Besonders bitter für Jurgis war, daß er so klar erkannte, woran das alles lag. Als er herkam, hatte er frisch und kräftig ausgesehen und deshalb gleich am ersten Tag Arbeit erhalten; jetzt aber wirkte er bereits abgenutzt, war sozusagen Gebrauchtware, und da wollten sie ihn nicht mehr. Sie hatten das Beste aus ihm herausgeholt – hatten ihn mit ihrem Tempovorlegen und ihrer Rücksichtslosigkeit verschlissen und dann auf den Schrotthaufen geworfen. Jurgis lernte andere Arbeitslose kennen und erfuhr, daß es denen allen genauso ergangen war. Natürlich befanden sich auch Zugewanderte darunter, aber die waren vorm Herkommen schon anderswo in ähnlichen Mühlen zermahlen worden; und ein paar standen auch aus eigener Schuld auf der Straße – manche hatten es zum Beispiel nicht geschafft, die Schinderei ohne Alkohol durchzuhalten. Bei der Mehrzahl jedoch handelte es sich schlicht um abgenutzte Teile der großen erbarmungslosen Yard-Maschine; sie hatten dort geschuftet, zehn oder zwanzig Jahre lang, bis die Zeit gekommen war, da sie das verlangte Tempo nicht mehr durchstehen konnten. Manchen war unverblümt gesagt worden, sie wären zu alt, es müsse jemand Fixeres her; bei anderen hatte ein Versehen oder ein kleiner Fehler ihrerseits den Anlaß gegeben, bei den meisten aber war es genauso gewesen wie bei Jurgis. Schon so lange überarbeitet und unterernährt, waren sie schließlich von irgendeiner Krankheit niedergeworfen worden, oder sie hatten sich geschnitten und sich eine Blutvergiftung zugezogen, oder es war ihnen ein anderer Unfall zugestoßen. Kam der Arbeiter danach zurück, hing es einzig und allein vom Wohlwollen des Meisters ab, ob er seine Stelle wiedererhielt. Eine Ausnahme davon gab es nur, wenn die Firma für den Unfall haftpflichtig war; da schickten sie einen wortgewandten Anwalt zu dem Verunglückten, der ihn zum Unterschreiben einer Verzichterklärung auf jegliche Ansprüche zu beschwatzen suchte und, wenn der Mann nicht dumm genug war, das zu tun, mit der Zusicherung nachhalf, man würde ihm und seinen Angehörigen immer Arbeit geben. Und sie hielten dieses Versprechen auch getreulich ein – ganze zwei Jahre lang. Dann war nämlich die Verjährungsfrist abgelaufen, nach der das Opfer nichts mehr einklagen konnte.

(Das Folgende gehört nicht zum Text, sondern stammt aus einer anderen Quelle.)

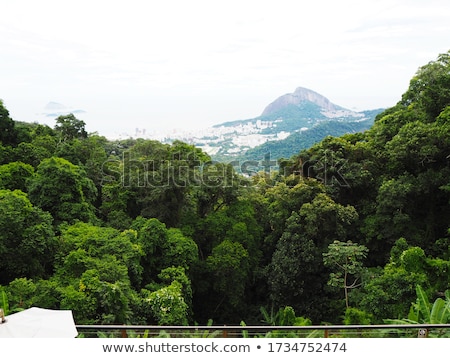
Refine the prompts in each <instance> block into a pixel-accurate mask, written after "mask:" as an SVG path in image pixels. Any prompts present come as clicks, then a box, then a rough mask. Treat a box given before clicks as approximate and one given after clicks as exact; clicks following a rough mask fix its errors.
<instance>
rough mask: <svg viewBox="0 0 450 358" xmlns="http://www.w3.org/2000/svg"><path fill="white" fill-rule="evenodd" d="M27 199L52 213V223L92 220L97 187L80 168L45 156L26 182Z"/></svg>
mask: <svg viewBox="0 0 450 358" xmlns="http://www.w3.org/2000/svg"><path fill="white" fill-rule="evenodd" d="M28 192H29V196H30V200H31V201H32V203H33V204H34V205H37V206H39V207H40V208H42V209H43V210H45V211H48V212H50V213H51V214H52V216H53V218H54V219H55V224H60V223H62V222H68V223H73V222H75V221H76V220H80V221H84V222H88V221H95V220H96V216H95V209H94V206H93V202H94V201H95V199H96V196H97V189H96V187H95V185H94V183H93V182H92V180H90V179H88V178H87V176H86V172H85V171H84V170H83V168H81V167H79V166H77V165H74V164H72V163H71V162H69V161H67V160H65V159H63V158H57V157H52V158H48V159H44V160H43V161H42V162H41V163H40V164H39V166H38V168H37V170H36V175H35V176H34V177H33V178H32V179H30V181H29V184H28Z"/></svg>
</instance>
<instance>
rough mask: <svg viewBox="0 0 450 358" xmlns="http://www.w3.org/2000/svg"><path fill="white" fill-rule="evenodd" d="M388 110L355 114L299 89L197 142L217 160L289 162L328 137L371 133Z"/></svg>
mask: <svg viewBox="0 0 450 358" xmlns="http://www.w3.org/2000/svg"><path fill="white" fill-rule="evenodd" d="M382 110H383V109H376V110H369V111H362V112H355V111H352V110H349V109H346V108H344V107H341V106H338V105H336V104H334V103H332V102H331V101H330V100H328V99H327V98H326V97H324V96H322V95H321V94H319V93H317V92H314V91H312V90H310V89H307V88H303V87H298V88H297V89H296V90H295V91H294V92H293V93H287V94H285V95H282V96H280V97H278V98H277V99H276V100H275V101H273V102H272V103H270V104H269V105H268V106H267V107H266V108H265V109H264V110H263V112H262V114H261V115H260V116H258V117H255V118H251V119H245V120H236V121H231V122H225V123H222V124H218V125H215V126H214V127H213V128H212V129H210V130H209V132H208V135H206V136H200V137H197V138H192V142H193V143H194V144H195V145H197V146H199V147H203V149H204V151H206V152H208V153H209V154H210V155H211V156H212V157H213V159H215V160H220V161H227V160H229V161H230V160H236V159H242V160H256V161H258V160H262V159H263V158H264V156H265V155H266V154H267V153H270V156H271V158H272V159H278V158H281V157H283V158H289V157H291V156H292V155H294V154H297V153H298V152H299V151H301V150H302V149H306V148H309V147H310V146H311V145H313V144H314V143H317V142H319V141H320V140H322V139H323V138H325V137H326V136H328V135H332V136H340V135H343V134H345V133H354V132H361V131H364V130H367V129H369V128H370V127H371V126H372V124H373V121H374V119H375V116H376V115H377V114H378V113H380V112H381V111H382Z"/></svg>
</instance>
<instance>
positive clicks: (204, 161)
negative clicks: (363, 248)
mask: <svg viewBox="0 0 450 358" xmlns="http://www.w3.org/2000/svg"><path fill="white" fill-rule="evenodd" d="M345 164H346V161H343V160H342V159H340V160H338V161H337V160H335V158H334V157H333V154H332V153H330V154H326V155H324V156H322V157H321V158H319V159H317V160H310V161H307V162H305V163H303V165H302V168H301V170H299V171H298V172H296V173H297V174H299V175H301V176H304V177H309V178H315V179H316V180H319V181H321V182H322V183H324V184H325V185H331V184H333V185H336V184H338V185H340V186H349V185H348V183H347V181H346V180H345V178H344V176H343V175H342V173H341V170H342V168H343V167H344V166H345ZM278 171H279V165H278V161H277V160H274V159H272V158H271V154H270V153H267V154H265V155H264V157H263V158H262V159H261V160H244V161H242V160H232V161H230V162H228V163H224V162H218V161H201V160H200V159H198V157H197V154H196V153H195V152H193V153H188V154H186V153H183V154H180V153H177V154H173V155H172V157H171V158H170V159H146V158H141V157H137V156H136V155H135V154H133V153H131V152H130V151H126V152H124V153H123V155H122V158H121V159H120V160H119V159H112V160H108V161H106V162H105V163H103V167H102V173H103V177H102V184H103V185H106V184H112V183H116V184H121V185H122V186H124V187H155V188H156V187H160V188H161V187H168V186H171V187H173V186H176V187H188V186H189V187H191V186H207V187H232V186H239V185H245V186H249V185H253V184H252V181H251V180H248V179H251V178H252V177H253V176H254V175H256V174H258V173H264V174H265V175H271V174H272V173H275V172H278ZM254 185H256V184H254Z"/></svg>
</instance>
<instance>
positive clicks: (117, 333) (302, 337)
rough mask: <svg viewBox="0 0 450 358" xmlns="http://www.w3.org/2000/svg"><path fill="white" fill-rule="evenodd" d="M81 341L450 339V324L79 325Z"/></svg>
mask: <svg viewBox="0 0 450 358" xmlns="http://www.w3.org/2000/svg"><path fill="white" fill-rule="evenodd" d="M76 327H77V330H78V332H79V337H80V338H83V337H86V338H89V337H110V338H120V337H122V338H156V337H159V338H161V337H162V338H212V337H218V338H227V337H229V338H258V337H259V338H263V337H266V338H272V337H277V338H285V337H286V338H289V337H298V338H322V337H323V338H370V337H374V338H375V337H376V338H389V337H392V338H413V337H419V338H426V337H450V324H398V325H397V324H389V325H318V326H217V325H216V326H151V325H77V326H76Z"/></svg>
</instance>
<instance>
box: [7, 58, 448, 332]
mask: <svg viewBox="0 0 450 358" xmlns="http://www.w3.org/2000/svg"><path fill="white" fill-rule="evenodd" d="M449 73H450V53H445V54H441V55H439V56H438V58H437V60H436V61H432V62H430V63H428V64H426V65H424V66H423V67H421V68H420V69H419V70H418V71H417V73H416V75H415V76H414V78H413V79H412V80H411V83H410V87H409V88H408V90H407V91H406V92H405V93H404V94H403V96H401V100H400V101H399V102H398V103H397V104H396V105H395V106H394V107H392V108H389V109H387V110H386V111H384V112H383V113H381V114H379V115H378V116H377V119H376V121H375V123H374V124H373V126H371V127H370V128H369V129H368V130H366V131H365V132H363V133H355V134H347V135H343V136H340V137H333V136H329V137H327V138H325V139H324V140H322V141H321V142H319V143H315V144H313V145H312V146H311V147H309V148H308V149H306V150H301V151H299V152H298V154H296V155H294V156H293V157H291V158H284V159H283V158H280V159H279V162H278V164H279V170H278V171H273V170H271V169H270V168H269V167H267V168H266V169H267V170H265V171H263V172H258V173H253V175H252V176H251V177H247V176H243V175H241V174H239V173H240V172H239V171H238V170H236V166H239V167H240V168H241V169H242V168H243V167H248V166H252V165H253V167H255V163H253V162H252V163H245V162H242V163H230V164H229V163H217V162H214V161H212V160H211V158H210V157H209V155H208V154H206V153H204V152H203V151H202V150H201V149H199V148H196V147H194V146H192V145H190V144H187V143H182V142H174V143H172V144H163V143H160V142H157V141H151V140H144V139H127V140H120V141H112V140H108V139H106V138H104V137H101V136H99V135H98V134H96V133H86V131H85V128H84V122H82V121H80V120H78V119H77V118H76V117H75V116H73V115H69V116H63V117H59V118H57V120H56V124H55V127H54V128H50V127H48V126H44V125H39V124H28V123H18V122H15V121H14V120H13V119H11V118H10V116H9V112H8V111H7V109H6V108H5V106H4V104H3V102H0V227H1V231H0V257H1V260H0V271H1V276H0V285H1V286H0V294H1V296H0V298H1V300H0V302H1V303H2V305H4V306H7V307H5V308H6V309H8V310H9V311H10V312H13V311H15V310H20V309H23V308H26V307H29V306H31V305H37V306H41V307H45V308H54V309H57V308H65V309H72V310H73V312H74V317H75V319H76V322H77V323H79V324H86V323H116V324H122V323H129V324H145V323H147V324H169V325H185V324H193V323H199V324H205V322H211V320H212V321H213V322H214V323H218V324H240V323H241V322H245V323H246V324H260V323H261V322H263V323H265V324H288V323H289V324H311V323H315V324H320V323H323V322H328V323H348V324H356V323H365V324H367V323H383V322H385V321H386V320H387V319H390V320H397V319H400V320H403V321H404V320H408V319H409V321H416V322H428V321H429V322H441V321H445V322H448V319H449V305H448V299H449V298H448V295H449V294H448V292H449V291H448V290H449V288H450V287H449V282H450V276H449V275H450V247H449V244H450V233H449V227H450V179H449V178H450V157H449V156H450V79H449V78H450V77H449ZM430 302H434V304H431V303H430ZM268 312H272V313H271V314H269V313H268ZM274 312H275V313H274Z"/></svg>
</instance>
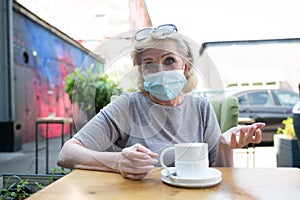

Was aus einem Arbeiter nach so einer Sache wurde, hing von den jeweiligen Umständen ab. Gehörte er zur Schicht der hochqualifizierten Facharbeiter, hatte er wahrscheinlich genug Rücklagen, um sich über Wasser zu halten. Die bestbezahlten Leute, die »Spalter«, verdienten fünfzig Cent die Stunde, was in der Hochsaison fünf bis sechs und in der Flautezeit einen bis zwei Dollar am Tag ergab; davon konnte man leben und auch noch was auf die hohe Kante legen. Aber Spalter gab es in jeder Firma nur ein halbes Dutzend; Jurgis kannte einen, der hatte zweiundzwanzig Kinder, und die wollten natürlich alle einmal dasselbe werden wie ihr Vater. Bei einem Hilfsarbeiter, der in der guten Zeit zehn und in der schlechten fünf Dollar wöchentlich verdiente, kam es darauf an, wie alt er war und für wie viele Personen er zu sorgen hatte. Ein Junggeselle konnte davon noch sparen, wenn er nicht trank und egoistisch genug war, niemanden zu unterstützen – weder seine alten Eltern noch seine jüngeren Geschwister oder sonstige Verwandte, weder seine Gewerkschaftskameraden noch seine Freunde oder die Leute nebenan, die vielleicht am Verhungern waren.